Leahy meanwhile suffered a laceration to his scalp, plus head pain and a hematoma, McGarry said.
“It’s amazing it’s not worse,” McGarry said. “It’s amazing they didn’t both lose their lives.”
The pair seek damages from the Army Joint Munitions Command, the Lake City Army Ammunitions Plant and Alliant Techsystems, the company that runs the plant, for allegedly mixing grenade cartridges in with blanks and sending them to the Legion for use in ceremonies.
Leahy and Shea had been performing the “graveside honor gun salute,” a custom of the local legion wherein volunteers fire blanks at military funerals, on May 6, 2013, when the cartridges exploded and their guns “kick[ed] back,” McGarry said.
“Subsequent investigation indicated that the explosion of the rifles resulted due to the fact they did not contain blank ammunition cartridges,” the complaint states.

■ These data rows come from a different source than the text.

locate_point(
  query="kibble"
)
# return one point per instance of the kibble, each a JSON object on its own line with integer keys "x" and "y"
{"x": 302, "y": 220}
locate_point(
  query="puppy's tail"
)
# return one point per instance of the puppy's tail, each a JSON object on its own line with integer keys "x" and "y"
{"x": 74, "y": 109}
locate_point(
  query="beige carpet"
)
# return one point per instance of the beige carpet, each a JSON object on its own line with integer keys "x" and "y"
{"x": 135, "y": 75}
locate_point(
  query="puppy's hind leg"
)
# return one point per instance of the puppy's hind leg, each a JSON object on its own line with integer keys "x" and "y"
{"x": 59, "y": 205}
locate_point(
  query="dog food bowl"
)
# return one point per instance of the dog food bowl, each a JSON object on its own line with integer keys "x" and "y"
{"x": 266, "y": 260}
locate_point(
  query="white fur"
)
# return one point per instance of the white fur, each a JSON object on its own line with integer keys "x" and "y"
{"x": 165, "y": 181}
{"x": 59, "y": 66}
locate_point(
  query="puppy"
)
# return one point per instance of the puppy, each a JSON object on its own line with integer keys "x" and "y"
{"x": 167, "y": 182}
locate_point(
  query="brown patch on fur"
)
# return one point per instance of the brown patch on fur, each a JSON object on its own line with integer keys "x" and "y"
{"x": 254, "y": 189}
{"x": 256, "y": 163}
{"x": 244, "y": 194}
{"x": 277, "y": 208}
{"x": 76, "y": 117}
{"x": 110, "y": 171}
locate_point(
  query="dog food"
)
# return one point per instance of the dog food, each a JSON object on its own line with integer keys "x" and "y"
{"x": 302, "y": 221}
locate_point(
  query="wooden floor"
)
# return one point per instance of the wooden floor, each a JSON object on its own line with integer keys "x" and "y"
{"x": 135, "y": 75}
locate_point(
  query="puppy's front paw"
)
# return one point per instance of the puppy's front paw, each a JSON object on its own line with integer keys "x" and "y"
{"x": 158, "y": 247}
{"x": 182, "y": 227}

“The grenade cartridges generate much greater pressure and are not designed or intended to be fired with a blank firing adapter,” it continues.

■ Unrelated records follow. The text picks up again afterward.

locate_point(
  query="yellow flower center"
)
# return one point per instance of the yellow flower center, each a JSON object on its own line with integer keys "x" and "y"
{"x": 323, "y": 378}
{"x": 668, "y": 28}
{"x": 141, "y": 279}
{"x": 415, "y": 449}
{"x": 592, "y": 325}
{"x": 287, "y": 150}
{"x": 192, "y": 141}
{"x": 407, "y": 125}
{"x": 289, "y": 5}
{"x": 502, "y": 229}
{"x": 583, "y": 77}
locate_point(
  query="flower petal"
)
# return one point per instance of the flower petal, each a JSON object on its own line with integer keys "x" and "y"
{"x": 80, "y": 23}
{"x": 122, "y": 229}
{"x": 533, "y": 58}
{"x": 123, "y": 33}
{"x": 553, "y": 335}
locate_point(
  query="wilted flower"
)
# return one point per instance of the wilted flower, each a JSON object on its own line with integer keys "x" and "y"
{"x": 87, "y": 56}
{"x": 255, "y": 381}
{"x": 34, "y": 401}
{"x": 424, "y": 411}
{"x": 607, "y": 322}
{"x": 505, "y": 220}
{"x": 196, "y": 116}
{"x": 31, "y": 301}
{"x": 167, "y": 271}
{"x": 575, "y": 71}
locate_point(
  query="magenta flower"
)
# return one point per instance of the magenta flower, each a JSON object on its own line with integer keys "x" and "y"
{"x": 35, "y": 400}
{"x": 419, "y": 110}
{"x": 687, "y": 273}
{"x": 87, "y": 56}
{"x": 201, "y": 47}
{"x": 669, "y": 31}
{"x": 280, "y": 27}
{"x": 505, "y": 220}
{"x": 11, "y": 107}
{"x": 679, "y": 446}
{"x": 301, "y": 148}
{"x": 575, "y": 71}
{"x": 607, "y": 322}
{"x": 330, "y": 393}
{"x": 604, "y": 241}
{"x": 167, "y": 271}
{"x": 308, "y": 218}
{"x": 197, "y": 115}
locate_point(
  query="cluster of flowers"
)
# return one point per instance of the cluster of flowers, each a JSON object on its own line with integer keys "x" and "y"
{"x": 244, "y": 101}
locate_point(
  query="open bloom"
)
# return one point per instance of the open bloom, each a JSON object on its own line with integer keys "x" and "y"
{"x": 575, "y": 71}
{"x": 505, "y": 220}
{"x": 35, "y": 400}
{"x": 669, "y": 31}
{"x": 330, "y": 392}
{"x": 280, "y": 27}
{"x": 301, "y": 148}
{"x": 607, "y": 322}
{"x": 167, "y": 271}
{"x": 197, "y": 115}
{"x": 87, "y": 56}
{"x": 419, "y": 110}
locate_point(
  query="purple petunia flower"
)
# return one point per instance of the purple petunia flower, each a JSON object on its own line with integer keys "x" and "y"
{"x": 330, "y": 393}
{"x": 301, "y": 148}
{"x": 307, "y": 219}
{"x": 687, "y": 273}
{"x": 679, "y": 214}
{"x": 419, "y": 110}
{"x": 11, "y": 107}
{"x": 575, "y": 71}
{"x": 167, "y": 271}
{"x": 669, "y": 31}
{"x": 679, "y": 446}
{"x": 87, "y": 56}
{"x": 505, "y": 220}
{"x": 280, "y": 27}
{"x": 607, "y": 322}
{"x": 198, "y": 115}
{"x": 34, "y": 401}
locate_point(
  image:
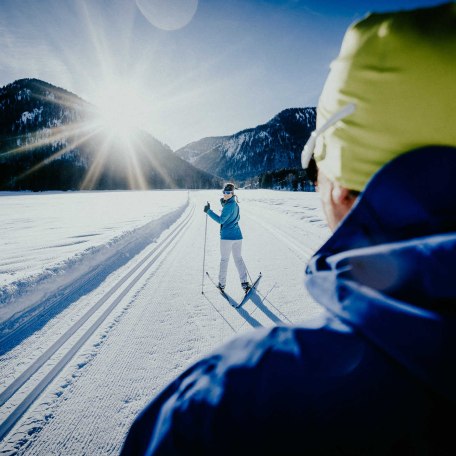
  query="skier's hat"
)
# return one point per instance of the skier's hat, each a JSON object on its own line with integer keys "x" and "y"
{"x": 229, "y": 187}
{"x": 391, "y": 89}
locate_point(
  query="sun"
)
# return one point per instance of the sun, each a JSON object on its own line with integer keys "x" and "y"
{"x": 121, "y": 110}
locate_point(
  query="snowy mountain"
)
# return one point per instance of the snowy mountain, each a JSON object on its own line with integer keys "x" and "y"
{"x": 249, "y": 153}
{"x": 51, "y": 140}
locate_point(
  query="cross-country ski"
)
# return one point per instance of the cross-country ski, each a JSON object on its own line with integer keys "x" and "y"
{"x": 249, "y": 292}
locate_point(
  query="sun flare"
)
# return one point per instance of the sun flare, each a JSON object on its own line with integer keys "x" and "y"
{"x": 121, "y": 110}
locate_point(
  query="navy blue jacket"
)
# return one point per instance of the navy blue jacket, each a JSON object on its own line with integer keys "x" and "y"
{"x": 376, "y": 376}
{"x": 228, "y": 219}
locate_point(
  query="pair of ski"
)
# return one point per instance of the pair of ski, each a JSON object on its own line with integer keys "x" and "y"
{"x": 230, "y": 300}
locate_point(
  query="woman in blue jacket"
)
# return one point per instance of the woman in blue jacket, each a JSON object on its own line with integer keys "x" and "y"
{"x": 376, "y": 374}
{"x": 230, "y": 236}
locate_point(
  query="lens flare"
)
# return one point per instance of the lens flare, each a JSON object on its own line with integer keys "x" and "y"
{"x": 168, "y": 14}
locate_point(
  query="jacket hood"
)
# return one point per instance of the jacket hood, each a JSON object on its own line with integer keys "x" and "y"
{"x": 387, "y": 271}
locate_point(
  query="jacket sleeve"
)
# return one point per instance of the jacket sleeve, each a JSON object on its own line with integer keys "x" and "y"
{"x": 226, "y": 214}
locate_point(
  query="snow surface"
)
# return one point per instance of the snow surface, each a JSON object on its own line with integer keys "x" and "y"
{"x": 122, "y": 273}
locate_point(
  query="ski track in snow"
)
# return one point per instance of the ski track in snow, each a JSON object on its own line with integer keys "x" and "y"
{"x": 153, "y": 322}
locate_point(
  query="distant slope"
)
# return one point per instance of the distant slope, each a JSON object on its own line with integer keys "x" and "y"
{"x": 49, "y": 140}
{"x": 273, "y": 146}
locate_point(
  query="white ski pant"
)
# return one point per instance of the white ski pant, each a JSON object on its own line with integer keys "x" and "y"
{"x": 226, "y": 247}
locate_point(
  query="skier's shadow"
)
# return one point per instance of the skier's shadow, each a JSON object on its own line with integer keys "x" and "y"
{"x": 259, "y": 302}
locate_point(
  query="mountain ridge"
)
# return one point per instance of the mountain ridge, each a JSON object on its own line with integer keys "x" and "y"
{"x": 249, "y": 153}
{"x": 49, "y": 141}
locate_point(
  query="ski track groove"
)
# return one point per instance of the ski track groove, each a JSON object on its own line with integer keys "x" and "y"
{"x": 67, "y": 420}
{"x": 24, "y": 377}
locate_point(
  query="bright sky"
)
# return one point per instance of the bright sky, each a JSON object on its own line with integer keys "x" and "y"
{"x": 190, "y": 68}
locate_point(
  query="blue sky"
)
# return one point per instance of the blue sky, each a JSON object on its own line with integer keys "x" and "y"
{"x": 186, "y": 69}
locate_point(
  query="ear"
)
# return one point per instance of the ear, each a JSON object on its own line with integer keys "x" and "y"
{"x": 342, "y": 197}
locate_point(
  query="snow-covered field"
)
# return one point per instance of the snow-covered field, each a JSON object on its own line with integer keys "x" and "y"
{"x": 101, "y": 302}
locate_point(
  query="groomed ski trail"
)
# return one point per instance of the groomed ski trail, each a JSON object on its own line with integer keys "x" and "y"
{"x": 160, "y": 326}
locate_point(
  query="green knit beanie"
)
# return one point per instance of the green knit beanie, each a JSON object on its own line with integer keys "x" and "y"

Justine Barati with the Army Joint Munitions Command refused to comment on pending litigation. Alliant Techsystems did not immediately respond to a request for comment.
McGarry said they have filed an official claim with the Army, but have been unable to determine at what level the responsibility lies, which is why the suit names 10 possible John Does in addition to the three parties.
McGarry also said he expects the case to settle, but notes it’s still early in the process.
Neither Leahy nor Shea has participated in a military funeral ceremony since the explosion, McGarry said.
“I can’t say I blame them,” he added.